Ces six morts ne sont pas tombés dans une "guerre contre l'Iran" — ils sont morts dans une escalade militaire non assumée, pilotée depuis Washington par des stratèges qui n'ont jamais mis les pieds sur un champ de bataille. Comme le rapportent France24 et la BBC, ces pertes s'inscrivent dans une montée des tensions que personne ne contrôle vraiment, mais que tout le monde alimente.
L'exception américaine, encore et toujours
Ce qui frappe, c'est l'acceptation résignée de l'opinion publique américaine. En France, six morts militaires en deux semaines déclencheraient un débat parlementaire, des manifestations, des questions embarrassantes au gouvernement. Au Canada, cela provoquerait une crise politique majeure. Aux États-Unis ? Un communiqué de presse du Pentagone et on passe à autre chose.
Cette normalisation de la mort militaire révèle quelque chose de profondément malsain dans la culture politique américaine. Quand perdre des soldats devient routine, quand les "opérations" remplacent les guerres dans le vocabulaire officiel, quand les familles endeuillées deviennent des statistiques, c'est que le système démocratique a abdiqué sa responsabilité première : protéger la vie de ses citoyens.
La vraie question
Ces six militaires sont morts pour quoi, exactement ? Pour empêcher l'Iran de développer son programme nucléaire ? Téhéran continue. Pour stabiliser l'Irak ? Le pays reste fragmenté. Pour protéger les alliés régionaux ? Israël et l'Arabie Saoudite se débrouillent très bien tout seuls, merci.

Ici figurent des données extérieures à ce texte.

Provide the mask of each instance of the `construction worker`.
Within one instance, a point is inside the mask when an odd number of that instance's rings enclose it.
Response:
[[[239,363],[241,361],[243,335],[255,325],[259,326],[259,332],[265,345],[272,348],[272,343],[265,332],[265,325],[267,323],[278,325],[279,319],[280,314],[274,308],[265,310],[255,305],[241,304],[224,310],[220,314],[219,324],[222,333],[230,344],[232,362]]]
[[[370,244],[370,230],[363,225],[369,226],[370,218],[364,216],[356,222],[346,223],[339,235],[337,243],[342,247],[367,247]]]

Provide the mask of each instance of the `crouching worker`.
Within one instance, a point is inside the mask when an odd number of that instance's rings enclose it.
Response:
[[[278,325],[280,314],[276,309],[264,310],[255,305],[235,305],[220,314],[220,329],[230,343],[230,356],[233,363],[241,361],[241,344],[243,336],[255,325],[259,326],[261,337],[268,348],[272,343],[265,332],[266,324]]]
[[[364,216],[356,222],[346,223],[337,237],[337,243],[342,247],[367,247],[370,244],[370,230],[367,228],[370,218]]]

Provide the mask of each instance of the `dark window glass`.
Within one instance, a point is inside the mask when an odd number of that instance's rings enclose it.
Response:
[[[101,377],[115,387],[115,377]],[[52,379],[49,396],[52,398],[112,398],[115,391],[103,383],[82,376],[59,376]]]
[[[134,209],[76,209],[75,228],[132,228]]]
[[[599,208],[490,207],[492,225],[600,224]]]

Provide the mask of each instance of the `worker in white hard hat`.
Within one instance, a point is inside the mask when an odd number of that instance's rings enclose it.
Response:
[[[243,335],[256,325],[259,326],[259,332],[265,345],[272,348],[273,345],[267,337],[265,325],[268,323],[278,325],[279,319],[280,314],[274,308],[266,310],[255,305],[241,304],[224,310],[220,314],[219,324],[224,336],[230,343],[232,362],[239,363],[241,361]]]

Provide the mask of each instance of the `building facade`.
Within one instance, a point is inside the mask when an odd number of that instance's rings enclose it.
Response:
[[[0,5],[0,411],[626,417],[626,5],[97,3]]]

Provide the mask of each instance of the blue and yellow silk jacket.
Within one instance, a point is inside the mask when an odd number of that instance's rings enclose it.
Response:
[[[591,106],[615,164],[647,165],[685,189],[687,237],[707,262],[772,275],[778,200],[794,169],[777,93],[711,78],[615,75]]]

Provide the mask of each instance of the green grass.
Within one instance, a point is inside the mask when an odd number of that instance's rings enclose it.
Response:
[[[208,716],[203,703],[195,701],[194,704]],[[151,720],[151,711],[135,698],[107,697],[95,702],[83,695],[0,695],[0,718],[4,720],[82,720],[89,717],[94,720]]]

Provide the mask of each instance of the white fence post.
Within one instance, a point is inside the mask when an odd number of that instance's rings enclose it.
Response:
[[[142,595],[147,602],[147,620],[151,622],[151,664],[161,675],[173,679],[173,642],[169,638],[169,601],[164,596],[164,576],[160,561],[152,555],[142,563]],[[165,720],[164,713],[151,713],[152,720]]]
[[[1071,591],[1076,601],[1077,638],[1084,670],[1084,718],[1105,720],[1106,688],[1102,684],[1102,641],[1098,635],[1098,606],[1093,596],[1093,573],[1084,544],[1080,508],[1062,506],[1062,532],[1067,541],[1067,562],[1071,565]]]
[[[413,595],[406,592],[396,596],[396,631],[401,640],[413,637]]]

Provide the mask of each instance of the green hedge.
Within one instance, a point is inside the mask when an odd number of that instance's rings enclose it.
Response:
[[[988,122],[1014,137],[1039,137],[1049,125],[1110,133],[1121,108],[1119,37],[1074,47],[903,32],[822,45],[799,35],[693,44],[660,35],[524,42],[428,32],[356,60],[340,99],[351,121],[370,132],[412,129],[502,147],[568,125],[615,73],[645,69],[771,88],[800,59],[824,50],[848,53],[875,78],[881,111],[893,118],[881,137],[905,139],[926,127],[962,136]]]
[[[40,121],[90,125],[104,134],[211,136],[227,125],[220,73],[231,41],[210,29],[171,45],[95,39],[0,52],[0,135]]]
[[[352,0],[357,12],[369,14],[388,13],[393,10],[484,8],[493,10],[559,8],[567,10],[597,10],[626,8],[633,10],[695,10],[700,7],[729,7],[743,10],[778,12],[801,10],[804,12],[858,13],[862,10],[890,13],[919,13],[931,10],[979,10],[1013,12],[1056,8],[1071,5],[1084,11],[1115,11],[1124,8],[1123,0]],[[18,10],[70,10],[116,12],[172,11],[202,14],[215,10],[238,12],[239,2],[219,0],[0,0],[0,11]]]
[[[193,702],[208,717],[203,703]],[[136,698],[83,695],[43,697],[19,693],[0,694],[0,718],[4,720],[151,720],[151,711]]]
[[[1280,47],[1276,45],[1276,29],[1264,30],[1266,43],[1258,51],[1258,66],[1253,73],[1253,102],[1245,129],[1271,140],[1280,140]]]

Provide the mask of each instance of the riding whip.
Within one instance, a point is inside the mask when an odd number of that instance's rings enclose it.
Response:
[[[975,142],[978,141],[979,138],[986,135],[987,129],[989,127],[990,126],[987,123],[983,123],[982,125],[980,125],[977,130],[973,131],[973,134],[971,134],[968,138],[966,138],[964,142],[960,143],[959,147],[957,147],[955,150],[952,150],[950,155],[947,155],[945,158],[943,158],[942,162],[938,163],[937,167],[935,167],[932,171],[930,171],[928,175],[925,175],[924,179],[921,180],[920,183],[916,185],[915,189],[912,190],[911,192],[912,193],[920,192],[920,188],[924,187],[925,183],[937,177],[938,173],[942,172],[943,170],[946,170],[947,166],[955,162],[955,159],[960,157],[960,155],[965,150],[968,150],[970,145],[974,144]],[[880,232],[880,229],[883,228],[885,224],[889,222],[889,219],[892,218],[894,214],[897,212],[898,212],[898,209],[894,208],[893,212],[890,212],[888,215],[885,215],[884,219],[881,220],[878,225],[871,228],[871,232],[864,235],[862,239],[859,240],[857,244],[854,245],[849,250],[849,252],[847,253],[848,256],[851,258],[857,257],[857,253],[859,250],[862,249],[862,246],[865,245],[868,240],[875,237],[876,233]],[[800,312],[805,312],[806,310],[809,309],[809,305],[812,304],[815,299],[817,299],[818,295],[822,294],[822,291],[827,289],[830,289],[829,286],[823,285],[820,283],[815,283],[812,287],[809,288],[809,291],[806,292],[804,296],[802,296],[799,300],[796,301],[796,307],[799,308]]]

La vérité, c'est que ces morts servent surtout à maintenir l'illusion de la puissance américaine dans une région où cette puissance s'effrite chaque jour un peu plus. Washington préfère perdre des soldats plutôt que perdre la face. Calcul cynique qui transforme des familles en veuves et en orphelins pour préserver l'ego géopolitique d'une superpuissance en déclin.
En ce vendredi 13 mars, six familles américaines pleurent leurs morts. Pendant ce temps, les dirigeants iraniens, chinois, et même européens regardent ce spectacle familier en se demandant quand l'Amérique comprendra enfin que la force militaire ne résout plus les problèmes du XXIe siècle.
Verdict : 1/10 pour la stratégie, 10/10 pour l'entêtement. L'Amérique excelle toujours dans l'art de transformer ses victoires militaires en défaites politiques.